What’s in Dragonlance: Warriors of Krynn
Warriors of Krynn includes 12 board game scenarios across three difficulty levels. Scenarios divide your team between completing objectives and influencing mass battles, and both of these take place on a variety of unique battle and adventure tiles that can be combined in various ways. Your playable heroes are represented by DnD miniatures, while wooden tokens and plastic markers stand in for various DnD monsters, as well as ally and enemy units.
In-game actions are largely dictated by cards and dice rolls. Each of the DnD classes gets ability cards and class cards that explain what they can do with their turns, event cards throw new challenges into the mix every round, and unit activity is decided by various unit decks. There are also several commanders leading the scenario’s battles (some of which you might recognise from Shadow of the Dragon Queen) with their own unique abilities to influence the board.
Is Dragonlance: Warriors of Krynn good or bad?

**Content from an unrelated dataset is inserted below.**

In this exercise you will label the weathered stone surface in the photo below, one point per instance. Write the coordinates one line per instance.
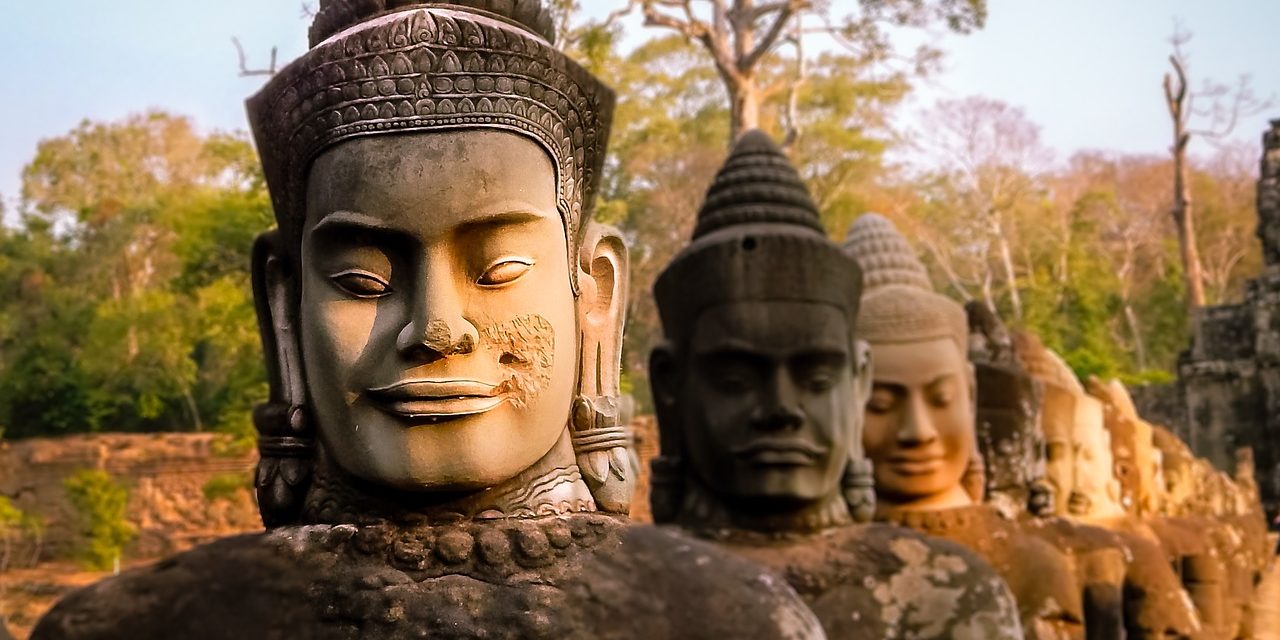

Visually, these components come together to create a game that’s lovely to look at. However, they all add up to nearly 600 tokens, cards, and tiles. Many of the scenarios took well over 25 minutes just to set up. In my recent Gloomhaven review, I criticised the behemoth board game for its long and fiddly setup times – and I’ve managed to start Gloomhaven up in less time than a typical game of Dragonlance: Warriors of Krynn.
Gloomhaven gets away with its impractical setup because it’s one of the best board games out there; the same can’t be said for Warriors of Krynn.
At its core, the game does a lot of things well. The main mechanic, one which sees you playing a supportive role to give allied armies an edge in their next battle while also exploring the map to complete objectives, is engaging enough. Some later scenarios add creative and dynamic spins to the gameplay loop which are intriguing and impressive.
The problems are in the details. Warriors of Krynn relies on a complex web of fiddly smaller rules to maintain its balance. If these weren’t in the game (or were forgotten by the players while still getting to grips with the game, as happened to me on occasion), scenarios would become overwhelmingly easy.
The campaign isn’t overly difficult as it is; it feels like narrative was prioritised over challenge up until the game’s later scenarios. This design choice makes sense for a tie-in TTRPG product, of course, but it seems to conflict with the part of Warriors of Krynn that still wants to be a strategic war game.
Despite the amount of small-yet-important rules in Warriors of Krynn, the board game left me regularly wishing for more clarity. A lot of key terms – what a crewed War Machine is, or exactly what ‘your hand’ means, for example – are left to assumption and player judgement.
Action economy in Warriors of Krynn also feels inefficient. Players are all working towards the same objectives, some of which mean one player gets to hit the switch and complete the quest while the rest wander the map, farming equipment and trying to find ways to use the four actions per turn they’re given.
Additionally, Warriors of Krynn doesn’t really give fans of campaign or legacy board games enough to look forward to. It relies on its accompanying RPG book to tell the real story of Dragonlance, offering disconnected intros and scraps of isolated lore instead. There’s no compelling plot tieing events together.
The legacy elements are similarly underwhelming. The two increased difficulty levels give you new packs of cards to open, and these include new class cards with extra abilities, new commanders, and additional cards for the unit battle decks. The additional class abilities held some interest, but the legacy experience felt tacked on and lacked the wow factor other games in the genre build into their boxes.